Alongside some perennial leaders with new lessons to share, Gartner’s 2013 Supply Chain Top 25 offers three new companies, a growing group of industrials from which to learn, and two newcomers to the top five. The top five includes three from last year – Apple, McDonald’s and Amazon – and two that are new to the top five but have been rising steadily – Intel and Unilever – while the three new companies joining the top 25 this year are Ford, Lenovo and Qualcomm.
Apple tops Gartner’s ranking for a record-breaking sixth year in a row, continuing to outpace everyone else by a wide margin on all five measures used. Apple was ranked number one again by the peer voters, capturing 75% of the highest possible points a company can get across the voting pool.
Numbers two and three switched places this year, with McDonald’s capturing the number two slot and Amazon coming in at number three. This, however, was not reflected in the peer voters’ opinion. Amazon ranked a very close second behind Apple in the peer vote, almost completely closing the opinion gap from previous years and fast gaining on Apple’s voting position.
Many companies are working on building out the foundational components of an end-to-end supply chain across disparate businesses, focusing on improving core supply chain functions, and creating more common processes and systems across them.
More-advanced companies describe a wide range of initiatives that build on the foundation, including end-to-end supply chain segmentation, simplification, cost-to-serve analytics, multitier visibility and supply network optimisation.
“What differentiates the top companies is where they are in the life cycle of these innovations,” says Stan Aronow, research director at Gartner.
“The leaders have gone beyond the theory and are now deploying the capabilities that others are just starting to consider. In doing so, they are finding new and creative ways to use these capabilities, exploring synergies and opportunities they hadn’t necessarily anticipated in advance.
“Leaders are discovering that the combination of capabilities they are now implementing brings them to a new frontier of performance, and affords them an entirely new toolbox with which they can orchestrate the optimisation of their business and leap ahead of the competition.”
Against a backdrop of slow growth, many companies might have been expected to retrench and slip back to focusing their supply chains solely and exclusively on delivering cost reductions and efficiency gains to corporate bottom lines.
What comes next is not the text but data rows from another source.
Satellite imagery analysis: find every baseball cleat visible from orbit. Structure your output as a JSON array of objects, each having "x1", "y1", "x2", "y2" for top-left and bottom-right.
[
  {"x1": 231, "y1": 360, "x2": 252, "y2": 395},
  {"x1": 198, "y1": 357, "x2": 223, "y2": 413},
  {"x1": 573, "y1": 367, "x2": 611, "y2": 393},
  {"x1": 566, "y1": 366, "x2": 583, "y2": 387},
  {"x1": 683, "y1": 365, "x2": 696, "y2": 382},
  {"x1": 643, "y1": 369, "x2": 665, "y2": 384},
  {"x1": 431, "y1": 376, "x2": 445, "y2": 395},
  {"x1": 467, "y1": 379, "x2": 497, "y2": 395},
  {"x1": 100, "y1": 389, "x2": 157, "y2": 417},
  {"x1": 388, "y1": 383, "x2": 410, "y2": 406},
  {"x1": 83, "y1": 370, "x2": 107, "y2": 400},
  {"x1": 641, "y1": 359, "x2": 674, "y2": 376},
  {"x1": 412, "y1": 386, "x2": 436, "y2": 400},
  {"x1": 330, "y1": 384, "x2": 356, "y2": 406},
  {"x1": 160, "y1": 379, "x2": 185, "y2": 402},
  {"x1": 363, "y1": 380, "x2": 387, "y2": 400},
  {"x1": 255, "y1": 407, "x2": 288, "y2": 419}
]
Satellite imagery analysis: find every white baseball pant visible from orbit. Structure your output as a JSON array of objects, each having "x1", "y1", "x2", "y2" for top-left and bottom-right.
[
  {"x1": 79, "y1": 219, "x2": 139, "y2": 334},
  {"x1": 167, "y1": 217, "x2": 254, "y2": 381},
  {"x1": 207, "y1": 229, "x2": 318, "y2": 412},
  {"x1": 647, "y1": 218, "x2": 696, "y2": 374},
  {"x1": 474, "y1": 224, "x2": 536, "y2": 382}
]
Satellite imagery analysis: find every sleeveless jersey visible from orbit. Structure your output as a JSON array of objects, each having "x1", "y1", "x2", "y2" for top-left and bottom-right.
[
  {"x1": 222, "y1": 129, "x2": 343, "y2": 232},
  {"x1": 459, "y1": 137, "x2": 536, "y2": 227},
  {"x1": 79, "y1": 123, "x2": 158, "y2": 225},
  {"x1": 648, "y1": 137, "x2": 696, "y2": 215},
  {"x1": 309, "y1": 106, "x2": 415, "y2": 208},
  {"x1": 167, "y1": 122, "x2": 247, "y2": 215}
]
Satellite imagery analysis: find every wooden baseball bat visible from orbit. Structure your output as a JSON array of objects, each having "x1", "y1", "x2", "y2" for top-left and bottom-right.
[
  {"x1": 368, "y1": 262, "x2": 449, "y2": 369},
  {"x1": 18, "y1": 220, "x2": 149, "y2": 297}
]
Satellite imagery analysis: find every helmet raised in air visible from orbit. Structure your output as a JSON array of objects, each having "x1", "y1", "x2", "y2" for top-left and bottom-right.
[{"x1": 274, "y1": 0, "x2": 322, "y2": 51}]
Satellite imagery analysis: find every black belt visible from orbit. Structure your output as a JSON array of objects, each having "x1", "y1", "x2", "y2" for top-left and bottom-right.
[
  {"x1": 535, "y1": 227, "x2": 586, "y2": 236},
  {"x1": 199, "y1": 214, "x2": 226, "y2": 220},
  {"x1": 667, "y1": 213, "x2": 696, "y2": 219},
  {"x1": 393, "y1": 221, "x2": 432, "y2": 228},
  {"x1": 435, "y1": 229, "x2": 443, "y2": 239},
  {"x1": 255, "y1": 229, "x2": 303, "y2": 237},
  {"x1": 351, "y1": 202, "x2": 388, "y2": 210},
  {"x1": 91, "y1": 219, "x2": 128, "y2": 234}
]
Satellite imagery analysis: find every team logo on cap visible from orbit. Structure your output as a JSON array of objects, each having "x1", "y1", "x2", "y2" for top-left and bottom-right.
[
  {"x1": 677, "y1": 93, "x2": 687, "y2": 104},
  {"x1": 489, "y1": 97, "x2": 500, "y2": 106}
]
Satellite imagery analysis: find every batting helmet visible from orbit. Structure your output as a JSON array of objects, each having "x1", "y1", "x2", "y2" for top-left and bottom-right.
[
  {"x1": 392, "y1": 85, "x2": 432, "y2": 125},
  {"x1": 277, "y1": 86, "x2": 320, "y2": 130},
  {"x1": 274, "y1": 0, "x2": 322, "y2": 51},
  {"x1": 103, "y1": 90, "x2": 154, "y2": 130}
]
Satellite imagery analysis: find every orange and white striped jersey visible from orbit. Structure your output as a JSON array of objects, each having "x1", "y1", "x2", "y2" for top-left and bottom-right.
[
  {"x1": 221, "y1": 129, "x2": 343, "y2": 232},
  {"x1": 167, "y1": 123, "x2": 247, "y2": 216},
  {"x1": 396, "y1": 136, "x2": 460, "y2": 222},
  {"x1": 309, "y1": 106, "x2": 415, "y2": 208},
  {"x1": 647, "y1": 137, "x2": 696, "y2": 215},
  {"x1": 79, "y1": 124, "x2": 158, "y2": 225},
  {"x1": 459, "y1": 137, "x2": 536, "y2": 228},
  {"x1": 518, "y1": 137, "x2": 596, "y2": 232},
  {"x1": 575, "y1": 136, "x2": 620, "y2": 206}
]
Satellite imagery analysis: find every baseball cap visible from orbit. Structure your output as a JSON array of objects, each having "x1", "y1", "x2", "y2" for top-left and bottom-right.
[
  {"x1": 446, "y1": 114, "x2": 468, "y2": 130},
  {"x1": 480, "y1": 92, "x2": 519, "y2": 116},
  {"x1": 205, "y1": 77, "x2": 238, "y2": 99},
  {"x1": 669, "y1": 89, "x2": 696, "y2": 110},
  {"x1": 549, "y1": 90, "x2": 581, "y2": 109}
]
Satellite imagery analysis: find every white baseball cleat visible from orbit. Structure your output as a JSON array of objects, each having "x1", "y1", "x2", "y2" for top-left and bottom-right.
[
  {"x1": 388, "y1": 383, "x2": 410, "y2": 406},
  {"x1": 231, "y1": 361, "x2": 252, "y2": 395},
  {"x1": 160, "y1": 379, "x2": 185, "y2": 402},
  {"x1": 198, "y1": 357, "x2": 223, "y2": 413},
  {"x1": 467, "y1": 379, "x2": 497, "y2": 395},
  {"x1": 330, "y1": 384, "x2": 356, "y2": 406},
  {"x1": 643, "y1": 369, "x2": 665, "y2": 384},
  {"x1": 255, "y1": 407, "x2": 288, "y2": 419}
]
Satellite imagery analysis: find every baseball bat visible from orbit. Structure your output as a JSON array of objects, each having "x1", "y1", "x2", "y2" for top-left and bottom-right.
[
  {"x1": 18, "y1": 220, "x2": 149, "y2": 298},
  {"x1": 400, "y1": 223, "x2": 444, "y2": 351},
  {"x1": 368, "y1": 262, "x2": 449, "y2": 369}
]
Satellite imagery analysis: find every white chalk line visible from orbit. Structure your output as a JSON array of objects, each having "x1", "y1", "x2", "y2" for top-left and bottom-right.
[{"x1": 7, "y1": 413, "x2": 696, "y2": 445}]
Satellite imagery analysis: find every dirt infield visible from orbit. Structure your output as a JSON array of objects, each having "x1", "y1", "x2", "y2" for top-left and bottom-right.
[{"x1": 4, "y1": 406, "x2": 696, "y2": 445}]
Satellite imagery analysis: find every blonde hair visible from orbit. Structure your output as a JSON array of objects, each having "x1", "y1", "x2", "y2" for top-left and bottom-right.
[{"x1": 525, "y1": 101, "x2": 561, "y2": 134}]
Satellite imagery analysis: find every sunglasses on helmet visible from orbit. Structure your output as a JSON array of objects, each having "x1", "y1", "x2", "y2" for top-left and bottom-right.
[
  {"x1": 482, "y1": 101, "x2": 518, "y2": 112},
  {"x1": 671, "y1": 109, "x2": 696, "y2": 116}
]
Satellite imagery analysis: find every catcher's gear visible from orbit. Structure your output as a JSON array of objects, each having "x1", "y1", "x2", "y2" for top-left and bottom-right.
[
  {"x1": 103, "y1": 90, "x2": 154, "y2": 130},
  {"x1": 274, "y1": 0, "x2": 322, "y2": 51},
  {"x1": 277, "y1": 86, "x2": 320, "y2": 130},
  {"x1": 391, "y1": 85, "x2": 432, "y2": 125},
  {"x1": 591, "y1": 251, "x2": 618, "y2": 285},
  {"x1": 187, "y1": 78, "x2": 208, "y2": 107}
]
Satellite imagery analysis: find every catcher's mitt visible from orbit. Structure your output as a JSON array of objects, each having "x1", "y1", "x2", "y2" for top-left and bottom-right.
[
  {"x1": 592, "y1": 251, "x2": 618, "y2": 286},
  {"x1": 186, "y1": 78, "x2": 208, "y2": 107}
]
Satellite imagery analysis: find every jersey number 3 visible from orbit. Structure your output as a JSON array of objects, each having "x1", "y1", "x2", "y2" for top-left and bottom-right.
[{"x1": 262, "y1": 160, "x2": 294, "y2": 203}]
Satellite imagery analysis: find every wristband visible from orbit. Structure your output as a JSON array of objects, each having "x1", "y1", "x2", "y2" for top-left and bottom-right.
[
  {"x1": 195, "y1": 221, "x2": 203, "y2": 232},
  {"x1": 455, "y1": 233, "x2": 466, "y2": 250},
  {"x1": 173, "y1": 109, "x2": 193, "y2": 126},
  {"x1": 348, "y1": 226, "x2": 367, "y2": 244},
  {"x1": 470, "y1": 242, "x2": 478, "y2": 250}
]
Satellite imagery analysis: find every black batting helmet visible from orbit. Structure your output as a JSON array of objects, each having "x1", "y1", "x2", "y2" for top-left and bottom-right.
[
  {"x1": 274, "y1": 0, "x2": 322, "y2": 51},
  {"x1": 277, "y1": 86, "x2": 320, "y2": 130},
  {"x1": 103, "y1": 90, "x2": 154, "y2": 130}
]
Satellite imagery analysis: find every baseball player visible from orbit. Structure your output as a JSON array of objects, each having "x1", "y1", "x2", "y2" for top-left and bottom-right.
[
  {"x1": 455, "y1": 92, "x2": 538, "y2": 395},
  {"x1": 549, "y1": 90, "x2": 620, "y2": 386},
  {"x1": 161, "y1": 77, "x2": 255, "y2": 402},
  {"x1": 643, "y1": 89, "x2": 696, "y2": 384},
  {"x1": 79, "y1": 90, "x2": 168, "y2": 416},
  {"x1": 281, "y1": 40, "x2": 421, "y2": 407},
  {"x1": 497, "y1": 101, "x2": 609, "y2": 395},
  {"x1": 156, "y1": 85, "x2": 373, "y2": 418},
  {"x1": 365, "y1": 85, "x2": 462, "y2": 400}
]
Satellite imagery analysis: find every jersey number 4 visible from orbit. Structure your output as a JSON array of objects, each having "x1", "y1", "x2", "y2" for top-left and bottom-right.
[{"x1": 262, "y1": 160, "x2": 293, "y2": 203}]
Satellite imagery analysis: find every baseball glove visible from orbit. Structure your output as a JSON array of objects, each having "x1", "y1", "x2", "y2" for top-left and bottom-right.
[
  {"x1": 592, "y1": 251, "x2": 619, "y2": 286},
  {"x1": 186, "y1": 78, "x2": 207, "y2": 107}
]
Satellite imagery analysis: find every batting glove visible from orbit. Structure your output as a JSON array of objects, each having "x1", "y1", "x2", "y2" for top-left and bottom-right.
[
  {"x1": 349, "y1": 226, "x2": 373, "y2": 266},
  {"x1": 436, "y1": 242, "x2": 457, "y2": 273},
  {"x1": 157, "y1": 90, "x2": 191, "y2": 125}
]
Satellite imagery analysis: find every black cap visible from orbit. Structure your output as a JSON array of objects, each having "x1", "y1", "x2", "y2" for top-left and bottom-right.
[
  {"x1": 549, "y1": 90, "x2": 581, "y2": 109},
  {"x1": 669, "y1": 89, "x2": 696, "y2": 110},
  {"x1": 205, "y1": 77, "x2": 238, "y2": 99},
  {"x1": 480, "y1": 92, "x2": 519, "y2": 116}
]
Instead, in 2013, leaders are embracing a new imperative for growth, realising they have to get smarter about how they do it.
“At leading companies in diverse industries, the supply chain organisation is no longer narrowly focused on driving efficiencies and cost cutting; it sees itself, and is seen by its CEO, as a growth enabler,” says Hofman.
“Part of ‘getting smarter’ about growth is partnership across the business.
“Leading high-tech and consumer product companies, for instance, are approaching new markets with cross-functional teams that include sales, marketing, operations and IT to holistically design a synchronised entry strategy: starting with the customer and designing the right product, pricing, margin targets, service levels, and supply chain network design and tradeoffs that will all work together to achieve the goal.”
Acquiring, developing and retaining supply chain talent continues to be a major focus area for companies, and Gartner continues to publish extensive research in this area.
Companies are investing time and resources in expanded university relationships, rotational programmes, enhanced career progression planning specific to supply chain, multichannel learning options, supply chain certification programs, supply chain leadership development, and others.
“Leading supply chain organisations are going beyond specific talent initiatives to look at the fundamentals of motivation in their supply chain teams,” says Aronow.
“For them it’s about engaging hearts, not just minds; it’s about igniting passion and excitement for the work, not just compliance. These organisations use terms such as wanting to be a ‘destination company,’ or an ’employer of choice’ in supply chain. They’re finding ways to connect individual activity not only to their corporate goals, but to a larger aspirational goal.”